In what is believed to be the first friend-to-friend organ transplant in the region, Derek Marshall, 56, is giving his life-long mate Bill Brough, 54, a kidney.

Both hope that their example will encourage other close friends to come forward and donate their kidneys at a time when waiting lists are lengthening.

At least one other pair of friends in the region is said to be considering a transplant next year.

The two-hour twin operation is due to take place at the regional transplant centre at Newcastle's Freeman Hospital next Wednesday.

Unlike kidneys obtained from donors after death, there is no need for a close tissue match from a live donor.

As long as the donor is fit and healthy and has the same blood group as the recipient, the transplant has a good chance of success.

If the operation works, it will mean Bill will be able to live a near-normal life.

It will liberate him from punishing four-hour sessions on a kidney machine three times a week and other restrictions on his life.

But for Bill, who has known Derek since they were five-year-olds at Whinney Banks Primary School, Middlesbrough, it is much more than that.

The businessman broke down in tears as he said: "If I believed there was any risk to Derek, I wouldn't accept this gift of life he is giving to me.
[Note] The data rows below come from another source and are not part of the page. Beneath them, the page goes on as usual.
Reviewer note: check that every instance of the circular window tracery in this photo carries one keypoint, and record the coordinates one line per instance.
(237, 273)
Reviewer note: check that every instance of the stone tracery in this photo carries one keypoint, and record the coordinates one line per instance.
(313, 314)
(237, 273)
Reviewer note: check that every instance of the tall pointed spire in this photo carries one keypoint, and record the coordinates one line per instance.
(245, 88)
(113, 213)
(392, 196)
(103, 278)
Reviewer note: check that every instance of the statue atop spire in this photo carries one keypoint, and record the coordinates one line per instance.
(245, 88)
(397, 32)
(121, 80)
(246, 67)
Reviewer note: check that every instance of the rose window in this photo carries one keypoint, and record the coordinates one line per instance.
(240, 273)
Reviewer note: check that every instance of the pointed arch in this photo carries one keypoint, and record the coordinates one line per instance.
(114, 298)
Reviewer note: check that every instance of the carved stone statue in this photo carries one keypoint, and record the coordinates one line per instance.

It is the most incredible thing he is doing."

Derek, who used to run his own haulage business before joining Bill's firm, said giving a kidney to help his friend was the obvious thing to do, despite the risk posed by major surgery.

"If you were a brother you wouldn't hesitate. I can manage perfectly well with one kidney," said Derek, who lives in the Nunthorpe area.

Until he became dangerously ill after a trip to Mexico last year, Bill had enjoyed excellent health.

A go-getting businessman who runs OBC shipping, a large international company, Bill commuted all over the world and worked a 60-hour week.

But in September last year, what was at first suspected as pneumonia was diagnosed as Legionnaire's Disease, a dangerous bacterial illness which kills one in five who catches it.

"I was in intensive care for weeks with tubes and wires everywhere. The people in there did a fantastic job, they saved my life," said Bill.

Derek, who was best man at Bill's wedding and is godfather to his two teenage daughters, was by his friend's bedside at James Cook University Hospital in Middlesbrough as often as he could be.

"We didn't know whether he would make it. The nurses told me to keep on talking to him to see if he would respond," said Derek, who has two grown-up sons.

Bill, who lives in the Great Ayton area, was told he would have to rely on kidney dialysis for the rest of his life, unless a suitable donor could be found.

With 5,600 people on the waiting list for transplants, his consultant, Stephen Kardasz, asked whether any members of Bill's family might be suitable donors.

As a last resort, Derek suggested having tests to see if he could be a donor.

Derek admits that the prospect of the operation was "nerve-wracking" but urged others to do the same.

Mandy McGowan, the transplant co-ordinator at James Cook University Hospital who advised the two friends, said: "It is a wonderful thing that Derek is doing for his friend. You know that they really care about each other."